Editor: Happy Fajrian

20/8/2019, 09.19 WIB

Kenaikan harga minyak sedikit tertahan kekhawatiran pelemahan ekonomi global yang akan membuat permintaan turun.

harga minyak
Chevron
Harga minyak mentah dunia naik 2% menyusul serangan pasukan Houthi Yaman ke ladang minyak milik Arab Saudi pada Sabtu (17/8) yang dikhawatirkan akan mengancam pasokan minyak dunia.

Harga minyak naik sekitar 2% pada perdagangan Senin atau Selasa pagi waktu Indonesia setelah fasilitas lapangan minyak milik Arab Saudi diserang oleh pasukan Houthi Yaman pada Sabtu (17/9). Serangan tersebut dikhawatirkan akan mengancam pasokan minyak mentah dunia.

Mengutip Reuters, harga minyak berjangka Brent menetap di level US$ 59,74 per barel, naik US$ 1,10, atau 1,88%. Sedangkan harga minyak mentah berjangka West Texas Intermediate (WTI) berada pada level US$ 56,21 per barel, naik US$ 1,34, atau 2,44%.

Sedikit meredanya tensi perang dagang Amerika Serikat (AS)-Tiongkok setelah AS memperpanjang masa tenggang hukuman kepada Huawei Technologies sehingga dapat tetap membeli komponen teknologi dari perusahaan asal AS selama 90 hari kedepan juga turut menopang harga minyak.

Serangan ladang minyak Arab Saudi dilakukan dengan pesawat tak berawak oleh kelompok Houthi di ladang minyak di Arab Saudi timur pada akhir pekan menyebabkan kebakaran di sebuah pabrik gas. Serangan tersebut tersebut menambah ketegangan di Timur Tengah. Namun produksi minyak yang dikelola Saudi Aramco dikatakan tidak terpengaruh.

(Baca: Harga Minyak Menguat 0,8% Dipicu Ketegangan Timur Tengah)

"Pasar minyak tampaknya kembali terpengaruh oleh risiko geopolitik menyusul serangan pesawat tak berawak akhir pekan ke Arab Saudi. Namun risiko ini tidak akan berpengaruh lama jika tidak mengganggu supplai minyak," kata analis minyak UBS, Giovanni Staunovo, dilansir dari Reuters.

Sementara itu keteganggan di Timur Tengah sedikit mereda terkait dilepasnya kapal tanker minyak milik Iran oleh Gibraltar.

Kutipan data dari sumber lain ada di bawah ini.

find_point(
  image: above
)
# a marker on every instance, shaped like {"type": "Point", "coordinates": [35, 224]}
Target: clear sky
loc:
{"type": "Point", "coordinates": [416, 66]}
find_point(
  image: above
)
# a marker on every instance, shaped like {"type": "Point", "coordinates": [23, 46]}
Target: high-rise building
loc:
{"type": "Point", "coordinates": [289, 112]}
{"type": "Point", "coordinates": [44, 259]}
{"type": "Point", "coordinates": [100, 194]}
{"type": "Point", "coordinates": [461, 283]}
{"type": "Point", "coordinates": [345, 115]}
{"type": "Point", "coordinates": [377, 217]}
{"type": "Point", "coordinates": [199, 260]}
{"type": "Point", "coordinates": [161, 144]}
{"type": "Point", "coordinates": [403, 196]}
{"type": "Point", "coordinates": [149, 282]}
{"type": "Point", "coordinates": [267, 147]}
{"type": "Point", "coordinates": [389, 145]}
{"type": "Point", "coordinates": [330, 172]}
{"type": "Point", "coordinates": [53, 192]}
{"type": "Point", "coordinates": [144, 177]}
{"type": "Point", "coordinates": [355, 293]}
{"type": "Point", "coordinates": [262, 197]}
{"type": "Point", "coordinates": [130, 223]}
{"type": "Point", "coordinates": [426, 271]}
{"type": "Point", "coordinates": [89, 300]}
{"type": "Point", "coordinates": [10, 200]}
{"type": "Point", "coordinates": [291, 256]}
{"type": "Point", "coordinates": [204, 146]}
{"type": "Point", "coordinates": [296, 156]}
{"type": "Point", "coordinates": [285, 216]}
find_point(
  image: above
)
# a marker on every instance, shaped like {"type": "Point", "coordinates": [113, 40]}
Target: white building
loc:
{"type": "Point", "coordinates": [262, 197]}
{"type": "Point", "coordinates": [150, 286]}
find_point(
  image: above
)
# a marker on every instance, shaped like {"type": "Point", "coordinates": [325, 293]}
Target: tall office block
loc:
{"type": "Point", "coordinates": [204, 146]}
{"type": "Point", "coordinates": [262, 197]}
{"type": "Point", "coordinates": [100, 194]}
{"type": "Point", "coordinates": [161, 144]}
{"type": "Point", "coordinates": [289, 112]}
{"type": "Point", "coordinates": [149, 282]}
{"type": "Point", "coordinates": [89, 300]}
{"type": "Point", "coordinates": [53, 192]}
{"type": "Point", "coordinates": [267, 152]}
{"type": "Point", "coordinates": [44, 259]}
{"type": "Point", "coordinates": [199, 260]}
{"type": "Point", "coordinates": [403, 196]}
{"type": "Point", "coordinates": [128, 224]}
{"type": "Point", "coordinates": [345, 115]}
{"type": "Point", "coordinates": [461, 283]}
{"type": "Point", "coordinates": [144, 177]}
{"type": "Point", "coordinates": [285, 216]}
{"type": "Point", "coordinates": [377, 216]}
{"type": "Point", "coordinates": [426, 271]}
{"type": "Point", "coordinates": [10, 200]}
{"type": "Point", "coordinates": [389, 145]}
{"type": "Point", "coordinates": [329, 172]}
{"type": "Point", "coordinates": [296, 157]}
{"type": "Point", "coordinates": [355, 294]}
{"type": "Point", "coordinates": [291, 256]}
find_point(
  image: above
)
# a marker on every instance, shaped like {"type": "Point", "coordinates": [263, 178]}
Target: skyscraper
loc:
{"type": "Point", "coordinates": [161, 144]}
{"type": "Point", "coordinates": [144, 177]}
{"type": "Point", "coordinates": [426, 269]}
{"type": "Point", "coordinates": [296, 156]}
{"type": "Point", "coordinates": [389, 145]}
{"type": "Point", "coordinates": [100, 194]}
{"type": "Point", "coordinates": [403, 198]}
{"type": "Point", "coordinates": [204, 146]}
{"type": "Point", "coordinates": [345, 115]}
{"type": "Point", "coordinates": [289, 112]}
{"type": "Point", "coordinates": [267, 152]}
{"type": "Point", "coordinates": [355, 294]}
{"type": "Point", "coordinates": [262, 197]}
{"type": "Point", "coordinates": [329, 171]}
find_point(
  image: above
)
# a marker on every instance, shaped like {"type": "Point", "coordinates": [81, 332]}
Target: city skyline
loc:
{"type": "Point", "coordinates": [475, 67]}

Sebelumnya Pemerintah Gibraltar menahan kapal minyak milik Iran berdasarkan kecurigaan kapal tersebut akan mengantarkan minyak mentah ke Suriah yang saat ini terkena sanksi dari Uni Eropa.

Padahal, kapal tersebut memiliki tujuan akhir Yunani. Iran pun memperingatkan AS yang telah melobi Gibraltar untuk kembali menahan kapal tersebut karena Iran telah melanggar sanksi AS atas tuduhan pencucian uang dan dukungan terhadap aksi terorisme.

Meningkatnya harapan bahwa ekonomi global akan mengatasi ancaman resesi ekonomi global juga turut membantu kenaikan harga minyak, yang seringkali mengikuti kenaikan harga saham.

(Baca: Dapat Angin Segar dari Tiongkok dan Jerman, Bursa Saham AS Naik Tinggi)

Harapan tersebut didukung oleh kebijakan Bank Sentral Tiongkok yang memangkas suku bunga untuk menurunkan bunga pinjaman dan stimulus dari Jerman yang meninggalkan kebijakan anggaran berimbangnya untuk mendorong ekonomi.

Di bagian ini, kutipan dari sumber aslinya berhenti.